Hi all -- I'm from PA, but am commuting over the next 4-6 weeks back and forth to Santa Clarita for work.

So... I might not have time to do so, but if I get an afternoon or two, is there anywhere around here where I can rent a road bike for a while? I figure I can easily enough hump out shoes, helmet and the rest but I'm most certainly not bringing the bike on the plane...

I'm loving the weather and the mountains ALL over the place and I'm dying to ride 'em...

Any suggestions? I'm staying on the Old Road at Pico Canyon Road and haven't seen too much in the way of bike shops, surprisingly...

Any ideas, anyone?

Thanks!
Mike


----------



## 7.62 (Oct 13, 2006)

I've delt with Performance Cyclery (good lbs) but never rented. 

If you get a chance, the ride from Copper Hill to Elizabeth Lake Road by way of San Francisquito Canyon is pretty good. The majority of it is a long climb, but it's very fast coming back.

http://www.performancecyclery.com/

http://www.valleybicycles.net/

Valencia Bicycles
24353 San Fernando Rd
Santa Clarita, CA 91321
(661) 259-6601


----------



## The Walrus (Apr 2, 2000)

If 7.62's suggestions don't pan out, try Newhall Bicycle Company; these are some of the most accommodating people I've come across, and if they can't set you up with a bike, I'm guessing they'd know someone who can. ...just don't let the whole white rasta vibe in the shop put you off. They're located at 23986 Pine St, just south of San Fernando Rd and immediately east of the railroad tracks; phone number is (661) 284-6187.


----------



## Hollywood (Jan 16, 2003)

*Contacts*

ask for Fred (owner) or Kirk at Performance. 661-254-4008

or 

Roger at N.B.C.

Perf. is a Specialized shop, Roger is Bianchi primarily. They each host weekend shop rides, so that's an option too.

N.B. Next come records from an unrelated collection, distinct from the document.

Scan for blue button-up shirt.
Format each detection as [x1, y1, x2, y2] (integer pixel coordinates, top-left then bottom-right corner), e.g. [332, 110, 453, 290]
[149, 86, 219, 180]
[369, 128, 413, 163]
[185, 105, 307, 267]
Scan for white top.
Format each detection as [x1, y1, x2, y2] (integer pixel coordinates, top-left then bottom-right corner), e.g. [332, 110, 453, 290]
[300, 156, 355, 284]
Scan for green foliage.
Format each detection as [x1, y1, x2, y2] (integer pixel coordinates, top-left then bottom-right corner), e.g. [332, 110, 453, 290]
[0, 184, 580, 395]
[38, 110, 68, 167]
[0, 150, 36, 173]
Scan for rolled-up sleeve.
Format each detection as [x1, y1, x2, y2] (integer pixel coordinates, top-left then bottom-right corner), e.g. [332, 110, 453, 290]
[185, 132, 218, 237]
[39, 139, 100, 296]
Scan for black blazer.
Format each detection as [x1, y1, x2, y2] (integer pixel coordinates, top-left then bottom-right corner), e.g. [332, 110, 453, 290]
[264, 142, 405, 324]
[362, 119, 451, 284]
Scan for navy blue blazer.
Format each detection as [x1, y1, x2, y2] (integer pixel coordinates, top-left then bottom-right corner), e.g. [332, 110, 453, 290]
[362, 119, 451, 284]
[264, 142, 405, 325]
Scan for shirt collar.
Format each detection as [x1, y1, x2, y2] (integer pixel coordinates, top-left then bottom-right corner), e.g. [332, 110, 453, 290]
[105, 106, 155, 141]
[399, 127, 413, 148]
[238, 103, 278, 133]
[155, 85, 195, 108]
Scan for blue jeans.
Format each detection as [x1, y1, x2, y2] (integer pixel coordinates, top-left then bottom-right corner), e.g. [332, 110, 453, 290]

there's also a great network of bike paths that are perfect for unwinding while avoiding traffic. The shops can point 'em out to you.

HW Jeff


----------



## 7.62 (Oct 13, 2006)

The Walrus said:


> If 7.62's suggestions don't pan out, try Newhall Bicycle Company; these are some of the most accommodating people I've come across, and if they can't set you up with a bike, I'm guessing they'd know someone who can. ...just don't let the whole white rasta vibe in the shop put you off. They're located at 23986 Pine St, just south of San Fernando Rd and immediately east of the railroad tracks; phone number is (661) 284-6187.


Oh yeah.. I forgot about them. I was told by someone at another lbs that they a good bunch of folks.


----------



## mleptuck (Jul 29, 2002)

*Thanks!*

Thanks all for the info -- I'll try getting in touch with some of these people tomorrow. I'm flying back to PA on the redeye tomorrow night and coming back Sunday night, so if it all works well I'll pack my shoes and helmet and get some riding in.

Thanks a ton!
Mike


----------